[nsp] Path MTU discovery
Glen Turner
glen.turner at aarnet.edu.au
Mon Apr 19 09:40:04 EDT 2004
Daniel Roesen wrote:
> On Sun, Apr 18, 2004 at 02:55:23PM -0400, Robert Boyle wrote:
>
>>I have use mtu path discovery for years with tunnel interfaces.
>>Is there a global config command or is this simply a BGP specific
>>per peer config option?
>
>
> http://www.cisco.com/univercd/cc/td/doc/product/software/ios121/121cgcr/ip_c/ipcprt1/1cdip.htm#1001846
>
> I would think twice about enabling it though, because it makes your
> BGP and LDP sessions vulnerable to ICMP frag-need-but-TTL-exceeded
> attacks, where MD5 authentication doesn't help at all.
What's the practical effect of such an attack? It is just
burning cycles as the attacker walks the pMTU down by
one until the MTU reaches 536? And then the effect of
the smaller MTU?
I assume ACLs on outward-facing interfaces can protect iBGP.
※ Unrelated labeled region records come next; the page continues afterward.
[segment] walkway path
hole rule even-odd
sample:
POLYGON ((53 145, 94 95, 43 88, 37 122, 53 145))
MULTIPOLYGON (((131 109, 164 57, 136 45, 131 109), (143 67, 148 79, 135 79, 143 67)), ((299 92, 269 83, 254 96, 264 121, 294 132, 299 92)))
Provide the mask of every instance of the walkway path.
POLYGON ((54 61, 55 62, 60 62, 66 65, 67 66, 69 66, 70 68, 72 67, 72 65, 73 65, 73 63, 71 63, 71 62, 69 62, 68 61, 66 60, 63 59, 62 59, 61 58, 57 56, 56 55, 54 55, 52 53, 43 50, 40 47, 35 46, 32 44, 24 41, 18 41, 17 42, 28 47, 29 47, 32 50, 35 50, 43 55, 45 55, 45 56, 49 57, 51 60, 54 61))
For single-hop eBGP, why is the operating system acting on
an ICMP frag-need-but-TTL-exceeded from the connected subnet?
For TTL=1 IP packets, any incoming ICMP frag-need-but-TTL-exceeded
is bogus, since TTL=1 implies that no forwarding of the packet
is possible, but that ICMP response can only be generated by
forwarders (end-hosts never fragment traffic).
So is the only realistic exposure multihop eBGP?